I AM GOING TO ASK YOU A FEW QUESTIONS.
How old were you when you went to your first movie?
How old were you when you got your first bike?
How old were you when you got your ears pierced?
How old were you when you got your first computer?
How old were you when you got your first cell phone?
How old were you when you played your first video game?
How old were you when you played on your first organized sport team?
How old were you when you first flew in a plane?
How old were you when you first slept over at a friend’s house?
How old were you when you first wore high heels?
What do you remember of each one of these firsts in your life?
My answer for almost all these questions is seventh grade or older. I remember each experience clearly. The only one I do not remember is my first airplane ride. I was two years old.

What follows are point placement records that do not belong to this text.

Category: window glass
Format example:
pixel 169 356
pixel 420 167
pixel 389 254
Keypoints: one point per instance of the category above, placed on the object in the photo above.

My father was awarded a scholarship to study at the University of Paris for a year. My mother was either momentarily insane (all my memories afterward are of a reasonable and sane woman) or incredibly in love. For romantic reasons I prefer to believe the latter. She and my father moved me and my, then, 5 brothers and sisters to France for year. One argument for insanity was the fact that they brought one more sister back to the states with them. Really!
I remember nothing of the trip. One whole year in France and I remember nothing…But I remember my first bike. It was a graduation present from high school. Being from a large family, it was unthinkable to even want a new bike when there were all those perfectly old trusty rusty ones in the shed. But for my 12th grade graduation my mother bought me my first 12 speed bike. I remember the first ride on that bike like it was yesterday. . I remember the first time I played PAC MAN. I was in college! Carl has played so many video games I doubt he even knows what was the first one he ever played. He is 12.
I asked about these specific questions because for me they were all rites of passage, momentous moments in my life that I marked with awe and wonder.
Now ask yourself those same questions but ask them about your children.
How old were your children when…
Just imagine it, if they have had it already, they most likely will not remember it, ever. What might they be able to mark in the future as a momentous moment in their life if they have already experienced it? It is a question that is both frightening and exciting. What would you like them to experience for the first time when they are 12? 13? 15? 20? What will mark them as older, ready?
I challenge you to think of protecting your children from getting everything too young and too fast. It is a good experience to really want something or even to work for something. The first thing I got after saving up my money from my first job was contacts! I was sixteen and for the first time ever I could see my feet in the shower. I strutted down to the dinner table glasses “less!!” and batted my beautiful blue eyes at my astonished father. He stared at me for a moment and then said “Where the h*** did you get all those d*** freckles!?”
Ah! Memories! I wouldn’t trade them for the world.